The walls closed in, not just with stone and plaster, but with eyes.
Her cousin no longer hovered—he stalked. Every time she stepped into the courtyard, his gaze followed. When she sat to study, the door remained open, his presence in the hall like a shadow pressed against her back. Even at meals, he watched how much she ate, where her gaze lingered, whether her hands trembled as she lifted her glass.
Her mother's tone softened, but the softness was suffocating too. "It's only for your own good," she said, adjusting Ananya's braid. "The world outside is dangerous. The house will protect you."
But the house was a cage.
The lock on her door clicked each night with the sound of finality. She would lie in the dim light of the oil lamp, tracing her wrist where the bangle once had been. The absence was a secret warmth. She had given him something no one could take back.
Days blurred. Lessons with a tutor under her cousin's watchful eye. Needlework she hated. Endless pujas where the air was thick with incense but thin of freedom.
Yet, inside, her defiance grew sharper. Every time the lock turned, every time her cousin narrowed his eyes, every time her father sighed disappointment—her will hardened like tempered steel.
They can lock my door, but they cannot chain my heart.
On the other side of the city, Riyan couldn't sit still.
The bangle never left his pocket. He touched it like a talisman, like a vow carved in glass. Kabir found him at the chai stall one evening, eyes burning with restless fire.
"You're going to tear yourself apart before you even reach her," Kabir muttered, sliding him a steaming cup.
Riyan didn't touch it. "She's locked in. I can feel it." His jaw clenched. "Every day she spends in there is another cut. I can't just wait."
Kabir sighed, though his gaze stayed steady. "Then we stop waiting."

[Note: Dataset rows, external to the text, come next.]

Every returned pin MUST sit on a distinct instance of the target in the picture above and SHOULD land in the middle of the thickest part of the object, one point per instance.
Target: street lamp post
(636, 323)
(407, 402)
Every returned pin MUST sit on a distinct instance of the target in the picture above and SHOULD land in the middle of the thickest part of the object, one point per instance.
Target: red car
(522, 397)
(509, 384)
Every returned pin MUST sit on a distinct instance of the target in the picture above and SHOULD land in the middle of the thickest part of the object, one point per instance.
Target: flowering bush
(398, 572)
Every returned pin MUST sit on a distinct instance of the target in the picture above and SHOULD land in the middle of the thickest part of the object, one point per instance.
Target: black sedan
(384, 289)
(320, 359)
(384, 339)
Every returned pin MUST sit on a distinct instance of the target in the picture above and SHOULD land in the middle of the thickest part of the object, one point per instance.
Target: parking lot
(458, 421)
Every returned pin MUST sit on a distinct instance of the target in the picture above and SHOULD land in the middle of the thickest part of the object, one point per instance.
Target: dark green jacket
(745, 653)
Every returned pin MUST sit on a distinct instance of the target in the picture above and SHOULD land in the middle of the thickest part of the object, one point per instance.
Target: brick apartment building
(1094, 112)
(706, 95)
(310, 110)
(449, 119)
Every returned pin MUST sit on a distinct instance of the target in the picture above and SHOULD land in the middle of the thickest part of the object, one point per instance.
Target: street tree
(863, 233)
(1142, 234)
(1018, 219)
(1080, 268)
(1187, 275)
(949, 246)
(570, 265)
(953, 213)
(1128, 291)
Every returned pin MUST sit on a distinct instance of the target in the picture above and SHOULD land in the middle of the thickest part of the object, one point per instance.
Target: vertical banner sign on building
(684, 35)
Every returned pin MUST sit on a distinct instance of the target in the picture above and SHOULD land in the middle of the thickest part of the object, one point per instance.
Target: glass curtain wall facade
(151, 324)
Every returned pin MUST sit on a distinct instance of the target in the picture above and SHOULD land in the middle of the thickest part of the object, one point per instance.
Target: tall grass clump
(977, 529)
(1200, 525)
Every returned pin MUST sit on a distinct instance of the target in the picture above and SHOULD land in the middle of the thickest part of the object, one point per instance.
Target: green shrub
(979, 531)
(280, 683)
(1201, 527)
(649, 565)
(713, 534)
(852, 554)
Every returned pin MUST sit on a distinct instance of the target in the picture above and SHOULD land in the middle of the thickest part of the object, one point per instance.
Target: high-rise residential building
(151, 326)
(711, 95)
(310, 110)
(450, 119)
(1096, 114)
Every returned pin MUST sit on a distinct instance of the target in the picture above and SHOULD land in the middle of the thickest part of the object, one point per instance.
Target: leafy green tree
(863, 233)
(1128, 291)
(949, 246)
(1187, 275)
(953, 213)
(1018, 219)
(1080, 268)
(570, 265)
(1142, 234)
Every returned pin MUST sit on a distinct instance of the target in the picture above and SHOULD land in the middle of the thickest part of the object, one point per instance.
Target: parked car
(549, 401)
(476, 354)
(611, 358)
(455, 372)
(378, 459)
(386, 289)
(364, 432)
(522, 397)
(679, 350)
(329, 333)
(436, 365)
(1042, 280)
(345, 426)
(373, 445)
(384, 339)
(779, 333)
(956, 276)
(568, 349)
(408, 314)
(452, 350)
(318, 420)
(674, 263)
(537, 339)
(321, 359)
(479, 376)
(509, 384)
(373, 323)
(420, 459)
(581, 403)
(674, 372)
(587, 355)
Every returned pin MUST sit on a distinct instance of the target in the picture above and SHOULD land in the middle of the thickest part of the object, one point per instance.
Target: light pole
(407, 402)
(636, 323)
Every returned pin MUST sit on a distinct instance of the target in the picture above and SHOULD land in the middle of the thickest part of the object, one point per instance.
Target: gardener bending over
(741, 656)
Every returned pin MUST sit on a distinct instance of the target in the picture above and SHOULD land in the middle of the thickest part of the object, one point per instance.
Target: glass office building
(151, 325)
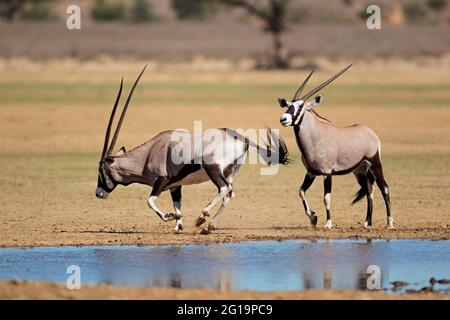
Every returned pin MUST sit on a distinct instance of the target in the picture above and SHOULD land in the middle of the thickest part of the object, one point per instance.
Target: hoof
(178, 227)
(390, 225)
(172, 216)
(200, 221)
(313, 218)
(328, 225)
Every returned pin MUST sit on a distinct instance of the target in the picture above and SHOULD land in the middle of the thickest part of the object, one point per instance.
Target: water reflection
(263, 266)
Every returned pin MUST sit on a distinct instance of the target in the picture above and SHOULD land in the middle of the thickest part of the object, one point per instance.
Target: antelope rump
(328, 150)
(155, 163)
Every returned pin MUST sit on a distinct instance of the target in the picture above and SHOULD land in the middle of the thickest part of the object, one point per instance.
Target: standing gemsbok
(177, 157)
(329, 150)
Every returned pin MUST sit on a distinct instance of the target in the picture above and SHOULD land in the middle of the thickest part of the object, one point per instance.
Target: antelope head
(106, 176)
(296, 108)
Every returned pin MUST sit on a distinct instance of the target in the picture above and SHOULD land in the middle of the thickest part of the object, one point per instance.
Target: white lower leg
(226, 201)
(152, 204)
(391, 223)
(179, 222)
(305, 202)
(366, 223)
(327, 202)
(223, 191)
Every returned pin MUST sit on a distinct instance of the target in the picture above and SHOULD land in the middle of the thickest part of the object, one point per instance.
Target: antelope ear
(121, 151)
(318, 99)
(282, 102)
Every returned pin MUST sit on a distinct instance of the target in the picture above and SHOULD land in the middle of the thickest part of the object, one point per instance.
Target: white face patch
(327, 201)
(286, 119)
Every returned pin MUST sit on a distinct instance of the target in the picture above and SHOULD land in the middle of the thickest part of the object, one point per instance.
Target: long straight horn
(299, 91)
(111, 119)
(317, 89)
(122, 116)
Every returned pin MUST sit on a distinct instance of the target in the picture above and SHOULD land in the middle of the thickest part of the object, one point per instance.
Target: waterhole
(260, 265)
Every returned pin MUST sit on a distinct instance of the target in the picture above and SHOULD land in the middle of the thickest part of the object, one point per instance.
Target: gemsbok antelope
(328, 150)
(175, 158)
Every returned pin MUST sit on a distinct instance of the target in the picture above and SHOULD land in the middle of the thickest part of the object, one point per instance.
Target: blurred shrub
(142, 11)
(103, 11)
(415, 11)
(437, 5)
(199, 10)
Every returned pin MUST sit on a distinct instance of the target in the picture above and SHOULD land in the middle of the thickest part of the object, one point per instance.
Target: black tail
(363, 181)
(280, 148)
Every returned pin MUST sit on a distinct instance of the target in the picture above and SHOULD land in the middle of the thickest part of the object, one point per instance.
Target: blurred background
(259, 34)
(224, 62)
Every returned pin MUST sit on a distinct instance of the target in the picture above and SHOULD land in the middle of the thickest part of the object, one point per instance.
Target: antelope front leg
(327, 200)
(223, 191)
(307, 182)
(175, 193)
(158, 186)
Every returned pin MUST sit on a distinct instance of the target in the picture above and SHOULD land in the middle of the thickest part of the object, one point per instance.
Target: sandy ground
(38, 290)
(54, 114)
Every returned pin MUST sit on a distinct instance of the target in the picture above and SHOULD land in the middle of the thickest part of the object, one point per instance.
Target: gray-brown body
(328, 150)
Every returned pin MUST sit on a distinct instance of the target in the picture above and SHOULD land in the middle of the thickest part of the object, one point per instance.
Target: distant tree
(195, 9)
(27, 9)
(141, 11)
(103, 11)
(274, 16)
(415, 11)
(437, 5)
(38, 10)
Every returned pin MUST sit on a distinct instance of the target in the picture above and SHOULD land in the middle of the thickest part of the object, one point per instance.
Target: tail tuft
(280, 147)
(359, 195)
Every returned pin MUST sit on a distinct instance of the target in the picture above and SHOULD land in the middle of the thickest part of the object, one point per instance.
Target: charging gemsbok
(329, 150)
(177, 157)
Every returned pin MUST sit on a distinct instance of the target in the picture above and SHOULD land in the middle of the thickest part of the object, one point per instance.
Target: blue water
(262, 266)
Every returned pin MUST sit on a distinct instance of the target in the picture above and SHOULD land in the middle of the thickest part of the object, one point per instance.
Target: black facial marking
(282, 102)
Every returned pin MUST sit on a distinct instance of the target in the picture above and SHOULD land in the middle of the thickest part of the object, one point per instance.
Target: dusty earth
(53, 116)
(38, 290)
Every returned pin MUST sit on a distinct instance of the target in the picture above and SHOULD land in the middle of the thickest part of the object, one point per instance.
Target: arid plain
(53, 115)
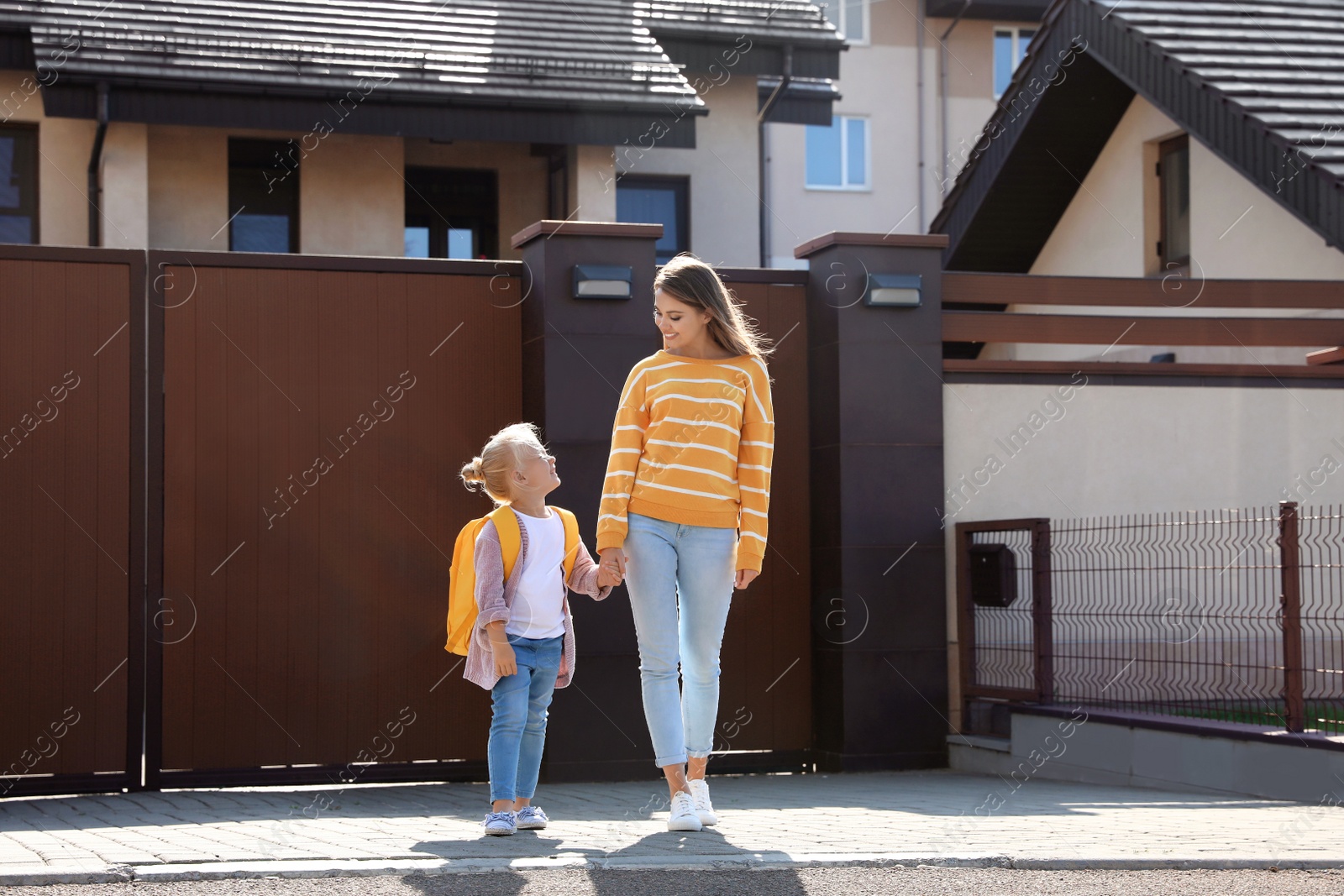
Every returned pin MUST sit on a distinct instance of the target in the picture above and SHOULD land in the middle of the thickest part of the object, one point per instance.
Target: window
(1010, 49)
(658, 201)
(18, 186)
(1173, 201)
(837, 156)
(264, 195)
(850, 18)
(452, 212)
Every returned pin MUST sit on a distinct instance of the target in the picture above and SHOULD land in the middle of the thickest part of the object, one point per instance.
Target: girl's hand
(611, 567)
(506, 664)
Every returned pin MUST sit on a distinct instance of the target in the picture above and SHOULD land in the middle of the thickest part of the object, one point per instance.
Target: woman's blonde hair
(691, 281)
(499, 458)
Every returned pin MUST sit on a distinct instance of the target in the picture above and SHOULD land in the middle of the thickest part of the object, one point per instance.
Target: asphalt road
(826, 882)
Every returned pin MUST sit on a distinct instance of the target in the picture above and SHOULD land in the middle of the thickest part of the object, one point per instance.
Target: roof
(1260, 83)
(269, 60)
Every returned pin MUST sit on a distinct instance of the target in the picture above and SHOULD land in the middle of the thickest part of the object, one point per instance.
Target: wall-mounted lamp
(894, 291)
(602, 281)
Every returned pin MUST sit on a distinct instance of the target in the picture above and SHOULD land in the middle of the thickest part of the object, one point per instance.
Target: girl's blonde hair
(691, 281)
(499, 458)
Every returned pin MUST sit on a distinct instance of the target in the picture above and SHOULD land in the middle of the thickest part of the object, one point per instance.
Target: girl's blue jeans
(680, 584)
(517, 727)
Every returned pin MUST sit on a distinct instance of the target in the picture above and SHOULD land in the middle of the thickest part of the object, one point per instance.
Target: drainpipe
(920, 114)
(942, 66)
(94, 168)
(764, 152)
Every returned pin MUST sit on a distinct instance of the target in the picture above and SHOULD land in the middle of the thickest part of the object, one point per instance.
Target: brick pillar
(879, 647)
(577, 354)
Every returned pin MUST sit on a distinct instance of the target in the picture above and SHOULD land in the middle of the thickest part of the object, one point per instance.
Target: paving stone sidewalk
(765, 820)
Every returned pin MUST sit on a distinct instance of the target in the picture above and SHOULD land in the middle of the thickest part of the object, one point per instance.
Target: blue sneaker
(531, 819)
(501, 824)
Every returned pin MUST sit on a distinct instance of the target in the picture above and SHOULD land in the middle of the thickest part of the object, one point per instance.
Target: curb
(170, 872)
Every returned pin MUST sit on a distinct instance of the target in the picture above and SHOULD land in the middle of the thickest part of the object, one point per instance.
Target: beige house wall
(591, 177)
(125, 186)
(188, 188)
(1236, 231)
(879, 80)
(723, 170)
(522, 181)
(353, 196)
(62, 167)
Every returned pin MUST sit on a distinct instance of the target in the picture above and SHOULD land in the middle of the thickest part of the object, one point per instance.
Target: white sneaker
(683, 815)
(701, 799)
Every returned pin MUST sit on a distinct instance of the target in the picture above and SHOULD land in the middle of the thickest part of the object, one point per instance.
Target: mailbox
(994, 575)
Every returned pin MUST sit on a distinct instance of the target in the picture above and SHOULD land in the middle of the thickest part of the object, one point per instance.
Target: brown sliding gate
(71, 562)
(228, 499)
(315, 416)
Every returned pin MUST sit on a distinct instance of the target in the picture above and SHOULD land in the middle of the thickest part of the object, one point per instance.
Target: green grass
(1323, 716)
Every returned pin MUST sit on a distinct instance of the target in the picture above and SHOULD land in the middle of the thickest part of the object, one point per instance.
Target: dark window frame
(277, 152)
(1166, 149)
(484, 221)
(659, 181)
(30, 132)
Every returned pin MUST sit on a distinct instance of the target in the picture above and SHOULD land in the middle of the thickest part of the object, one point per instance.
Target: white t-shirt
(538, 609)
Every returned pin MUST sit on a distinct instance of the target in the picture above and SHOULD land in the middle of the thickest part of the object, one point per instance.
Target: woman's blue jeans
(680, 584)
(517, 727)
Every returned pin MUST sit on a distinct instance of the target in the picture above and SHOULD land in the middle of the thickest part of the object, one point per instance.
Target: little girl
(522, 647)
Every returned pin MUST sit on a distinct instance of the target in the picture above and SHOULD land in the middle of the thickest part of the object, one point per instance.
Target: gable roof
(1261, 83)
(578, 70)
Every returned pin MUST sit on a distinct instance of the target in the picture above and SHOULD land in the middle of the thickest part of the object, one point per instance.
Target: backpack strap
(571, 540)
(511, 540)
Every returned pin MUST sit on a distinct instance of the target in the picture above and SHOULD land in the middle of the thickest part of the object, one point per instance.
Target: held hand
(506, 664)
(612, 567)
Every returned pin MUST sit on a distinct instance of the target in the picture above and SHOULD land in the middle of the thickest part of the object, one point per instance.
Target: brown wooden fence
(228, 504)
(69, 336)
(315, 416)
(765, 699)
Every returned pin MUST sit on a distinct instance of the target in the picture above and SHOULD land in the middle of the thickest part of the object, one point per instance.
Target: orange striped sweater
(692, 443)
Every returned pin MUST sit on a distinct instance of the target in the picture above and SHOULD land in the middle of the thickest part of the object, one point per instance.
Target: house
(390, 129)
(1164, 139)
(917, 85)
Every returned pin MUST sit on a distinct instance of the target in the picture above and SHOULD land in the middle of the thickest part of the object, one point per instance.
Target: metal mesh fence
(1231, 616)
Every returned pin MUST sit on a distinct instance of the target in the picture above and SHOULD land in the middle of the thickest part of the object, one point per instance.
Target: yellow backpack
(461, 577)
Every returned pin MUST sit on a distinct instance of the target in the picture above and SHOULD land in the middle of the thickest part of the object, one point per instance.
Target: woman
(683, 515)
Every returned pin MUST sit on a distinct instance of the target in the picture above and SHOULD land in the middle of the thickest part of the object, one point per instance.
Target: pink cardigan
(495, 597)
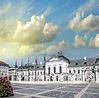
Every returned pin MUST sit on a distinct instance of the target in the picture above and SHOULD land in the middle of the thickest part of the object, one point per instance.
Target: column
(96, 76)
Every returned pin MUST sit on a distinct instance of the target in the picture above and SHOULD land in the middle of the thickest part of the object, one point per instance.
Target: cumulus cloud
(80, 41)
(94, 42)
(78, 23)
(35, 31)
(26, 50)
(56, 48)
(75, 20)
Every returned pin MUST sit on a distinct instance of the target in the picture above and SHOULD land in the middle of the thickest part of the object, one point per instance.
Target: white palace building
(58, 68)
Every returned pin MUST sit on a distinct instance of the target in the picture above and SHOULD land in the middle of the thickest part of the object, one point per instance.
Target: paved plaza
(90, 90)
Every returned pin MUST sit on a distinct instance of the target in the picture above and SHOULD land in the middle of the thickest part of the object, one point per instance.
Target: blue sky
(30, 28)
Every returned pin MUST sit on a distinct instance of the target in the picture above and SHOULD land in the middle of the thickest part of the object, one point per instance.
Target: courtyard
(21, 90)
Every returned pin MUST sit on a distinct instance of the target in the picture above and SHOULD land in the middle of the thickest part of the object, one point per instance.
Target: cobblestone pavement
(55, 90)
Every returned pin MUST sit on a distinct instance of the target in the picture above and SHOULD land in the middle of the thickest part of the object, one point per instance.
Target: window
(85, 62)
(69, 71)
(74, 71)
(60, 69)
(37, 66)
(78, 71)
(54, 69)
(48, 70)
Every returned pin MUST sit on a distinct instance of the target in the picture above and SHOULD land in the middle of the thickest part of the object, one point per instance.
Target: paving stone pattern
(54, 90)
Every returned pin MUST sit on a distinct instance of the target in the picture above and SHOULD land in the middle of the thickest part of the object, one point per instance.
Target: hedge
(6, 89)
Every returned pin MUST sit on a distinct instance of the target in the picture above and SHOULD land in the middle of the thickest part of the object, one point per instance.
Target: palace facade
(4, 68)
(59, 68)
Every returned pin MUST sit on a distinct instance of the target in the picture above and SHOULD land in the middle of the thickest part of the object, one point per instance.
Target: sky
(38, 28)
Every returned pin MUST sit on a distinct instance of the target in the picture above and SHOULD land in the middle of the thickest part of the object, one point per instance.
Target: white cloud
(94, 42)
(35, 31)
(56, 48)
(26, 50)
(4, 8)
(80, 41)
(75, 20)
(90, 23)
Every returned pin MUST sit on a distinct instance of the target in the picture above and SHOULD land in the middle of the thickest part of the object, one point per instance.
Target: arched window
(78, 71)
(60, 69)
(48, 70)
(54, 69)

Riyan turned, breath sharp. "You have an idea?"
Kabir nodded slowly. "It won't be easy. Or safe. But there are ways messages slip through walls. Servants. Market women. The temple again, if we dare. Even books. If she's caged, then we send the fire inside."
The thought ignited Riyan's chest. Dangerous, reckless, but possible.
He leaned forward, voice low, fierce. "Then we plan. Every detail. Every risk. I don't care if they tighten chains—I'll break them. I'll reach her."
The bangle in his pocket pressed into his thigh, a reminder. She was waiting. And he would not let her wait alone.
As the lock clicked shut on Ananya's door once again, she whispered into the silence, "I will not break." Across the city, Riyan's fists clenched around Kabir's plan. Two hearts, pressed apart by walls and chains, beat harder, louder—until those walls would have no choice but to crack.